As the capital improvements are additions to the property, this would be reflected in the state and nature of the property when the dwelling was sold.
Therefore, the cost of the capital additions will form part of the fourth element of the cost base.
However, it should be noted that expenditure of a revenue nature, such as repair expenses is not to be included in the fourth element of the cost base. Only expenses which are capital or of a capital nature would be included in the fourth element of the cost base. Expenses of capital nature include improvements, renovations, extensions and alterations and are therefore included as the fourth element of the cost base.
(For distinction between a repair and an improvement, please refer to Taxation Ruling TR 97/23 Income tax: deductions for repairs).
Holding costs
For expenses to be included as the third element of the cost base, the CGT asset must have been acquired after 20 August 1991. As the special rule of section 118-192 applies to your situation, you are taken to have acquired the property as of the date you first used it to produce income, that is, in mid 2001, which is after 20 August 1991. Therefore, you are able to include costs of ownership, such as interest on money you borrowed to acquire the asset and council rates, incurred during the period that the property was your main residence.
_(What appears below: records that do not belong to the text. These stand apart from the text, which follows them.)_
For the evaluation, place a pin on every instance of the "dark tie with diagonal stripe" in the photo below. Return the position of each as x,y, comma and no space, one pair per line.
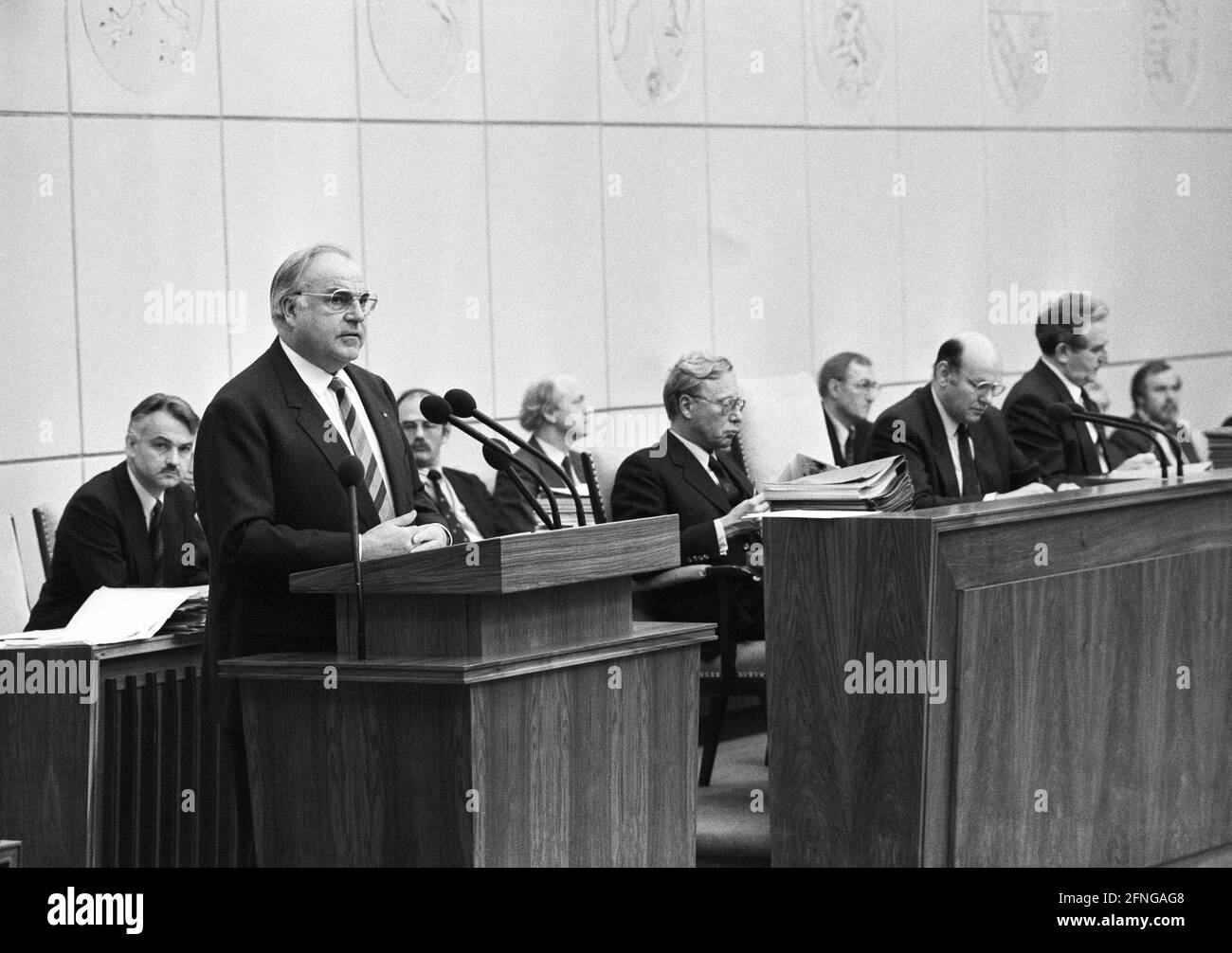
155,530
377,489
968,464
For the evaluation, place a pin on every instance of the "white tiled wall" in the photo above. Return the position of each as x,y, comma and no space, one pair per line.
777,179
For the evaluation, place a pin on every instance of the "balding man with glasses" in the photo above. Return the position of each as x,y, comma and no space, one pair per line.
691,473
848,389
270,500
955,441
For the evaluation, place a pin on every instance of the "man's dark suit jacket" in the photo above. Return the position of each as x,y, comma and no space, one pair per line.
514,514
862,432
272,505
475,496
1063,451
656,483
102,541
1001,465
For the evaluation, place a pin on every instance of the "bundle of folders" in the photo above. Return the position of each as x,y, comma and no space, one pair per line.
882,485
1221,447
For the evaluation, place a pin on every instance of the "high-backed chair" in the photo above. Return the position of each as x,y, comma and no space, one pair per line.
45,520
739,669
783,416
13,600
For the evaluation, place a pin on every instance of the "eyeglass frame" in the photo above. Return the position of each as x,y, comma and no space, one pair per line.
366,307
737,404
988,387
867,387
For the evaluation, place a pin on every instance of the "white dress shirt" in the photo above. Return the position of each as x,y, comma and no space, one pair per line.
841,431
144,495
451,496
703,459
317,381
951,438
1076,397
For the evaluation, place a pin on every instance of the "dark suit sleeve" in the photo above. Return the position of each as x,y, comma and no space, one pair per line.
1035,435
915,451
90,534
195,573
639,493
1023,471
1125,443
235,495
513,513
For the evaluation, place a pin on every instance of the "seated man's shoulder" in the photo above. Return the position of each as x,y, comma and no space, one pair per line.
643,459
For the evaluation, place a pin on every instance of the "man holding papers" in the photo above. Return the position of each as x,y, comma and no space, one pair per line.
691,473
134,525
953,439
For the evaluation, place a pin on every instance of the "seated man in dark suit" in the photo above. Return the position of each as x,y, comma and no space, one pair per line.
693,475
135,525
1156,395
554,413
848,389
1072,333
461,497
952,438
271,502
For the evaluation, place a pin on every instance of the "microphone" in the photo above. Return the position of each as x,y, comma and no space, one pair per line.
596,500
350,475
463,406
497,456
438,410
1071,411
However, it should be noted that you are unable to include any expenses in the cost base for which you have claimed a tax deduction or omitted to claim a tax deduction but are still able to do so. This will include expenses incurred whilst the property was let. Furthermore, if you did not make a capital gain on the sale of the property, you are unable to include the costs of owning the property in the reduced cost base.
Conclusion
In conclusion, as you satisfy the criterion as explained above, you can include the cost of the capital improvements and the holding costs of the property to the market value cost base.
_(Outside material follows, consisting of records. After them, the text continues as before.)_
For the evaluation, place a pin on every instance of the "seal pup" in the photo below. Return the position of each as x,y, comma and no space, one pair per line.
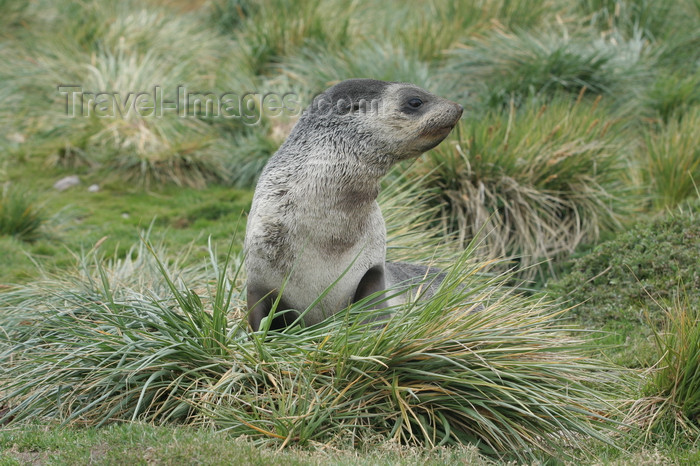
315,220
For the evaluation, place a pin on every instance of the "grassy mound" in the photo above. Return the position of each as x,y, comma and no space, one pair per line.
648,267
540,180
94,348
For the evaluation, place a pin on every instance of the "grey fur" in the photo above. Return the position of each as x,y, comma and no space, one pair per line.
315,216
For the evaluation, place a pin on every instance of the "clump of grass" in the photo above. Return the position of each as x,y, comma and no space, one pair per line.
648,18
671,160
20,215
110,54
671,95
639,268
315,69
672,392
513,383
539,181
503,66
273,29
430,29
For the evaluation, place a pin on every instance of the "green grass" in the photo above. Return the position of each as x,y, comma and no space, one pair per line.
641,270
20,216
138,443
673,392
535,182
108,343
671,160
516,66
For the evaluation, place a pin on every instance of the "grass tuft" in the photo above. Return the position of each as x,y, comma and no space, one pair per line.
20,216
672,393
671,160
539,181
503,66
438,373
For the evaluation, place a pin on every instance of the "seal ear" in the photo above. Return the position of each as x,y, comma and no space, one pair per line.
370,283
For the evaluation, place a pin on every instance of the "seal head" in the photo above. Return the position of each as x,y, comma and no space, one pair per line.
315,221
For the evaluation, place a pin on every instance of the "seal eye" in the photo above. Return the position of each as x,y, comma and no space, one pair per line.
415,102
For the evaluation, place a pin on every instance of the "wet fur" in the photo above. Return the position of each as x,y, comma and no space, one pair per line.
315,216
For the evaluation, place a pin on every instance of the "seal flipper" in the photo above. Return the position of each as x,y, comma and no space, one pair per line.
370,283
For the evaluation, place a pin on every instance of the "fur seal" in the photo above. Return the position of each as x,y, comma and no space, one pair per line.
315,220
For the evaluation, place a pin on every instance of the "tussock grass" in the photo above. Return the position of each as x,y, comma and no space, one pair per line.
672,95
504,65
540,180
273,29
672,393
671,160
315,69
20,214
647,18
514,383
123,48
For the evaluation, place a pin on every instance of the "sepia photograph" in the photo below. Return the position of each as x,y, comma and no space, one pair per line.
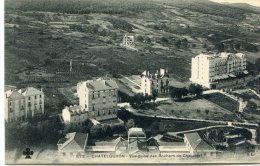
131,82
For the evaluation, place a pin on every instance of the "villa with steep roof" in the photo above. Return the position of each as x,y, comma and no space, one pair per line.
99,97
197,146
74,114
73,144
23,103
158,82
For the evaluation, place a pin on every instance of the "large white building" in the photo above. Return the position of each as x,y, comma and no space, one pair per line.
99,97
158,81
23,103
212,70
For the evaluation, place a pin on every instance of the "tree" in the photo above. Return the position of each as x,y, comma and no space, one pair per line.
178,93
251,107
95,131
195,89
164,40
140,38
178,44
129,124
106,131
86,126
207,112
147,40
154,94
220,47
257,138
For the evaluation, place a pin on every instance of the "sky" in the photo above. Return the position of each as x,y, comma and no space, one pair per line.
251,2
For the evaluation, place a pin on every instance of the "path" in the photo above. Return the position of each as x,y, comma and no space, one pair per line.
227,123
132,82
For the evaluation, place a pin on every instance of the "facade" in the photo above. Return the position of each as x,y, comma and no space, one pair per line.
23,103
99,97
197,146
158,82
74,114
73,144
129,41
136,144
212,70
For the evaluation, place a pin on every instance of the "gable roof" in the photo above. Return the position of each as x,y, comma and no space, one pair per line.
136,132
101,84
73,141
137,146
196,142
29,91
9,87
15,95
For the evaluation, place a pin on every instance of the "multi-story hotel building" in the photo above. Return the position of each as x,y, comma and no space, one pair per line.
99,97
74,114
24,103
218,70
158,82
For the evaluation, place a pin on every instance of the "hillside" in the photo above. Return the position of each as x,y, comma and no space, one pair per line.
41,36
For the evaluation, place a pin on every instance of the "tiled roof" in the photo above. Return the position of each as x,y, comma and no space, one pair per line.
136,132
196,142
74,141
9,87
15,95
76,109
137,146
29,91
101,84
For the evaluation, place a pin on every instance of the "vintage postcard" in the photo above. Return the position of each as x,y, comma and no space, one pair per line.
132,81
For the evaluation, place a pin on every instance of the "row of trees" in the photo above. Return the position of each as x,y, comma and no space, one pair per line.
179,93
142,101
95,131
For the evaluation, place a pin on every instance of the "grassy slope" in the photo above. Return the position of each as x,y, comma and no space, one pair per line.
37,38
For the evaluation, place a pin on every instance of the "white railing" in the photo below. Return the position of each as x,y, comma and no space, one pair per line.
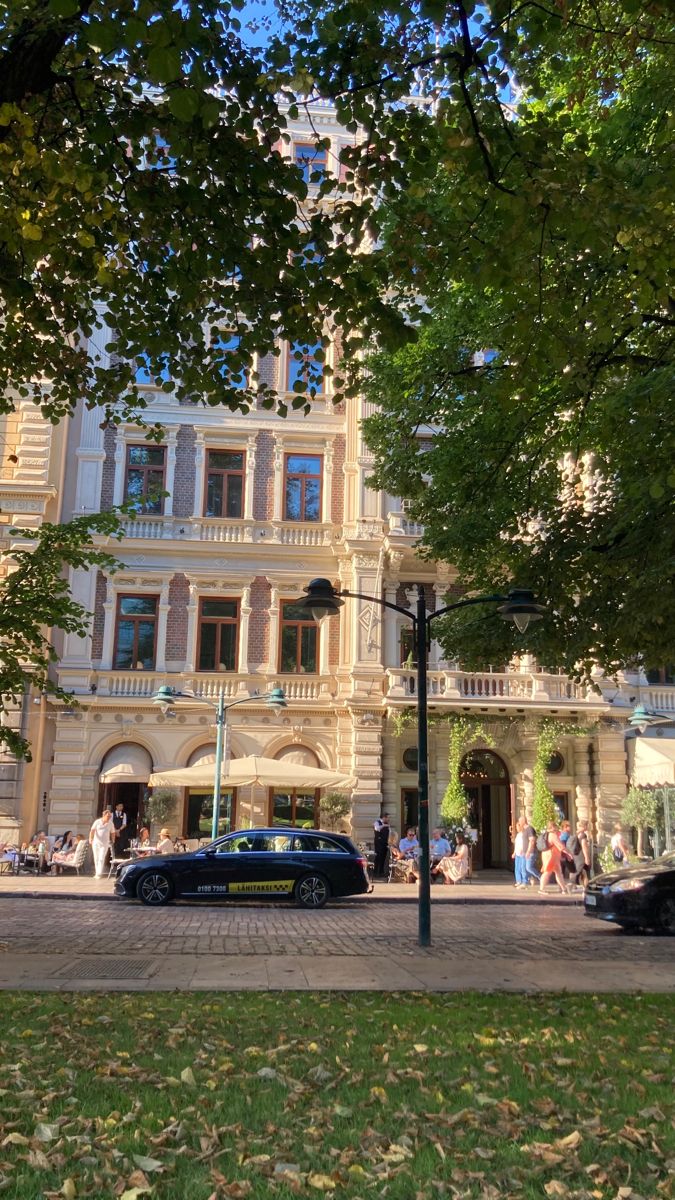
489,685
303,535
400,526
148,527
221,531
662,699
Therefore, the total cost base of your property includes:
§ the market value of your property at the time it is first used to produce income as the first element of the cost base;
§ the holding costs as the third element of the cost base; and
§ the costs of capital improvements as the fourth element of the cost base.
(For further information, please refer to Guide to Capital Gains Tax 2009-10 which can be viewed from our website: www.ato.gov.au.)